Organizatörler enerji, gıda, mekanlar, ulaşım ve dijital hizmetler alanında yenilikçi çözümlerle, karbon ayak izini önceki oyunlara kıyasla yarıya indirmeyi hedefleyen ileri düzey bir plan hayata geçirmişler. Etkinliğin yaklaşık 1,6 milyon ton CO2 eşdeğeri emisyon yayacağı hesaplanıyor, ki bu Londra 2012 ve Rio 2016’da ortalama 3,5 milyon ton olan emisyon miktarına kıyasla oldukça düşük. Peki, bu hedef nasıl yakalanacak?

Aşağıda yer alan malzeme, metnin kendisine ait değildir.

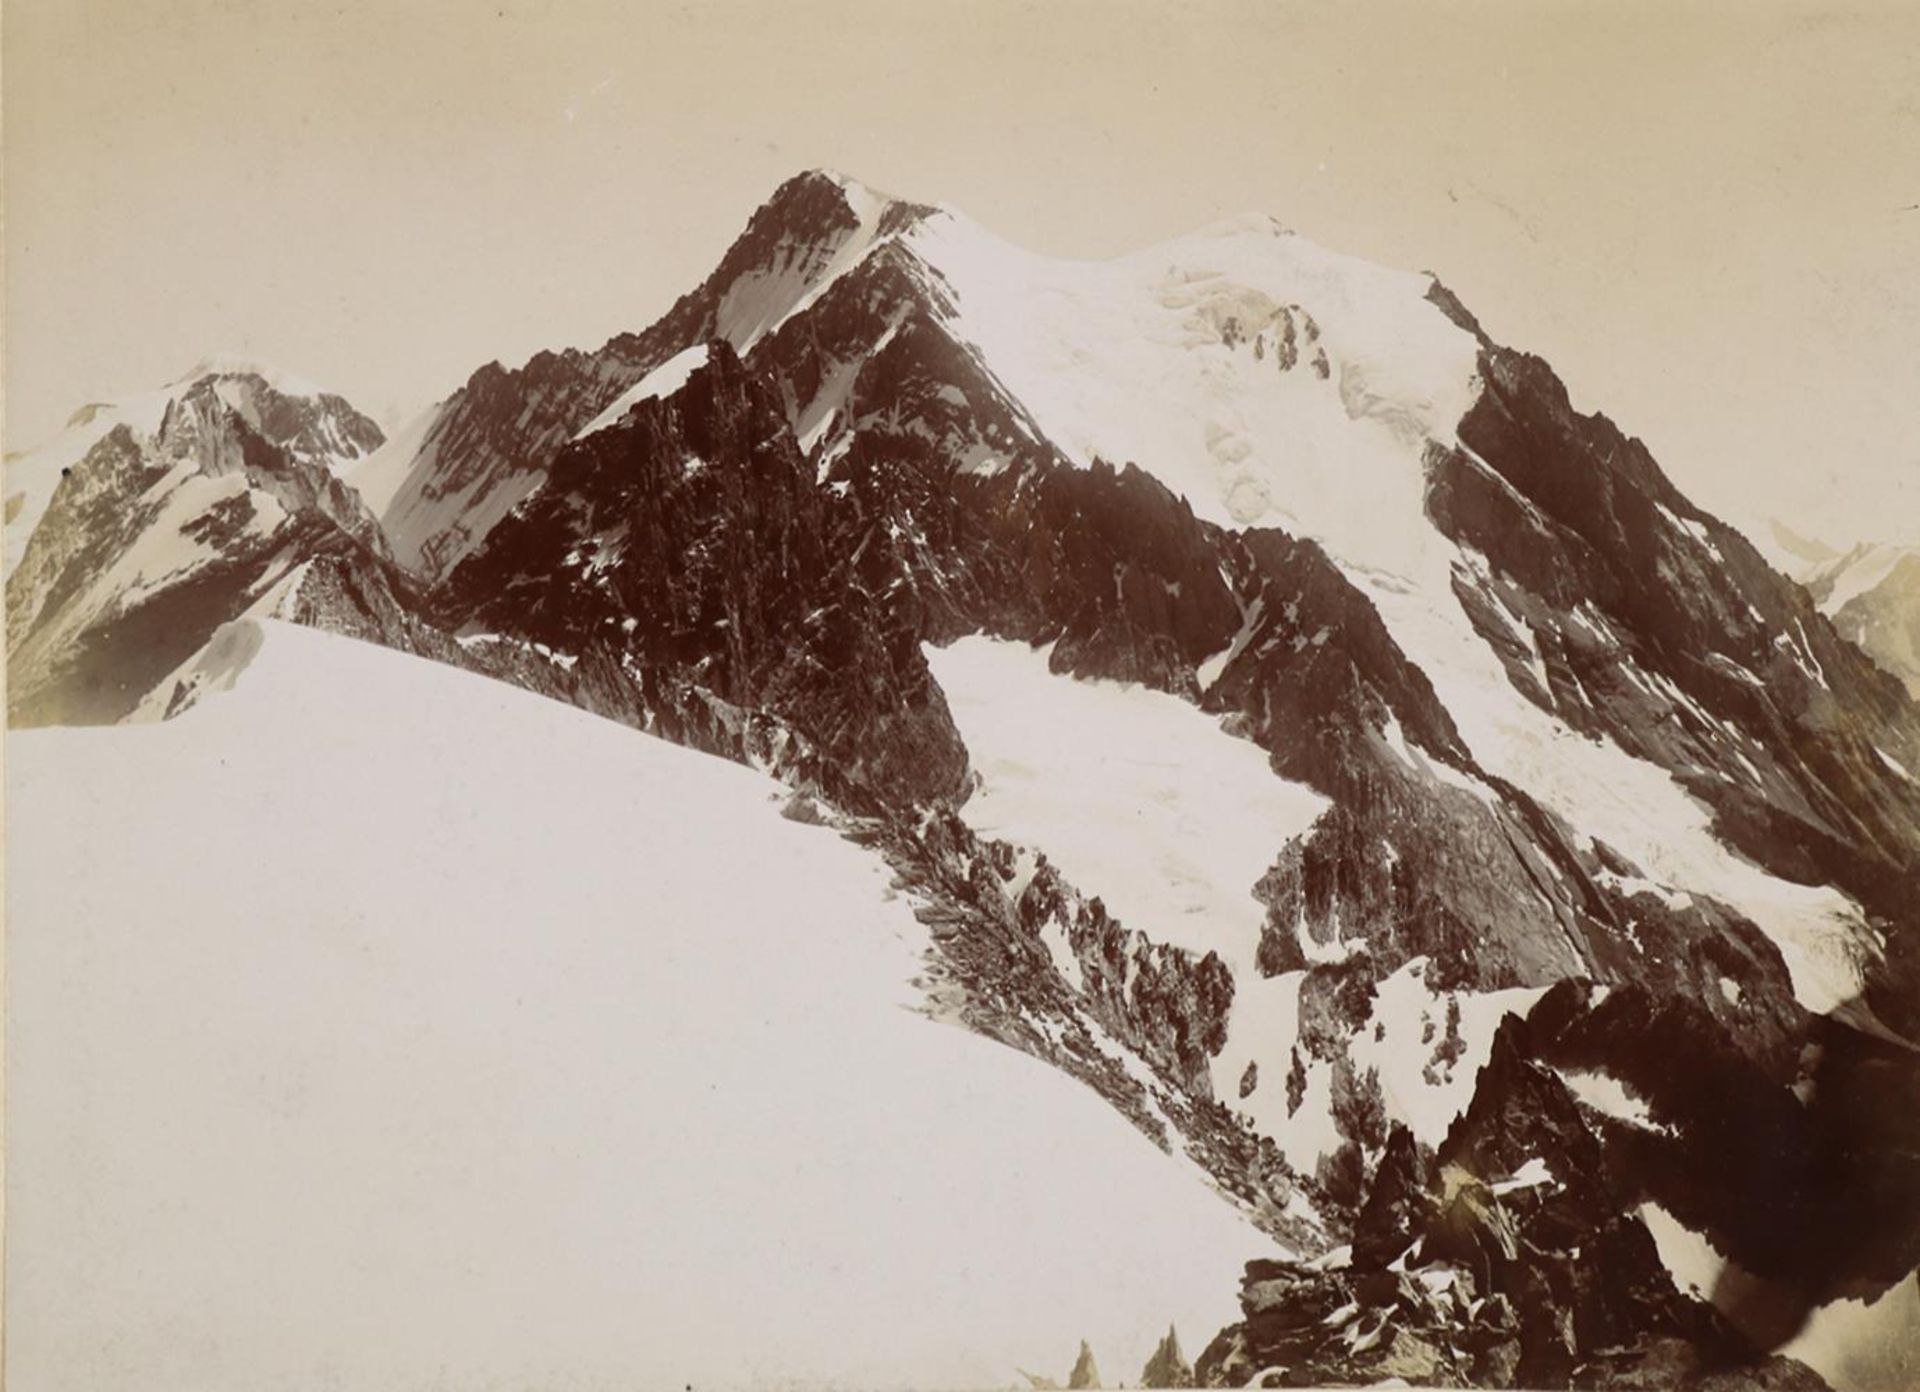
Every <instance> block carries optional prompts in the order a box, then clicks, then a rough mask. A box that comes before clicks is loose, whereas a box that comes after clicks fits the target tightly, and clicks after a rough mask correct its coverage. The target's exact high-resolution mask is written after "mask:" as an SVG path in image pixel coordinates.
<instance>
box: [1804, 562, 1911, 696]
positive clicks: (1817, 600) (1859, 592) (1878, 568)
mask: <svg viewBox="0 0 1920 1392" xmlns="http://www.w3.org/2000/svg"><path fill="white" fill-rule="evenodd" d="M1789 574H1795V576H1799V580H1801V584H1805V586H1807V593H1809V595H1812V601H1814V603H1816V605H1818V607H1820V612H1822V614H1826V616H1830V618H1832V620H1834V628H1836V630H1839V634H1841V637H1847V639H1849V641H1853V643H1857V645H1859V647H1860V651H1862V653H1866V655H1868V657H1870V659H1874V662H1878V664H1880V666H1882V668H1885V670H1887V672H1891V674H1893V676H1897V678H1899V680H1901V682H1905V684H1907V691H1908V695H1914V697H1920V551H1916V549H1914V547H1895V545H1857V547H1853V549H1851V551H1847V553H1843V555H1832V553H1830V555H1824V557H1822V555H1818V553H1814V555H1812V557H1811V559H1805V561H1803V563H1801V564H1799V566H1797V568H1795V570H1791V572H1789Z"/></svg>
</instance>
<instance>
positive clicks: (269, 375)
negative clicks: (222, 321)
mask: <svg viewBox="0 0 1920 1392" xmlns="http://www.w3.org/2000/svg"><path fill="white" fill-rule="evenodd" d="M209 376H257V378H259V380H261V382H265V384H267V386H271V388H273V390H275V392H278V394H280V396H305V397H317V396H328V392H326V390H324V388H321V386H317V384H313V382H311V380H307V378H303V376H298V374H294V372H282V371H280V369H276V367H273V365H271V363H263V361H261V359H257V357H252V355H250V353H236V351H230V349H221V351H213V353H207V355H205V357H202V359H200V361H198V363H194V365H192V367H190V369H188V371H186V372H182V374H180V376H177V378H175V380H173V382H169V386H194V384H196V382H204V380H205V378H209Z"/></svg>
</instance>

En büyük çevresel etkilerden biri, özellikle beklenen sıcak hava dalgaları esnasında, soğutma sistemleri. Organizatörler Sporcu Köyü’nün altına özel bir yeraltı su soğutma sistemi kurarak Louvre’u serin tutmaya yardımcı olan sisteme benzer bir yapı inşa etmişler. Ayrıca olimpiyatlar süresince yüzde 100 yenilenebilir enerji kullanmanın yanı sıra, dizel jeneratörlerin kullanımı da en aza indiriliyor. Azaltma prensibi, mekanların iç tasarımına ve malzemelere de uygulanmış. Çadırlar, sandalyeler, bilgisayarlar ve spor ekipmanları için kiralama ve ortak kullanım sağlanarak ciddi oranda tasarruf sağlanmış. İki milyon parça spor ekipmanının dörtte üçü kiralanmış veya spor federasyonları tarafından tedarik edilmiş durumda. Tüm bu tedarik stratejileri sayesinde organizatörler altı milyon varlığın yüzde 90’ının partnerler tarafından geri alınacağını ve yeniden kullanılacağını belirtiyor. Tabii ki bu uygulamalar, sunulan yeme içme ve servis materyallerine de yansıtılmış.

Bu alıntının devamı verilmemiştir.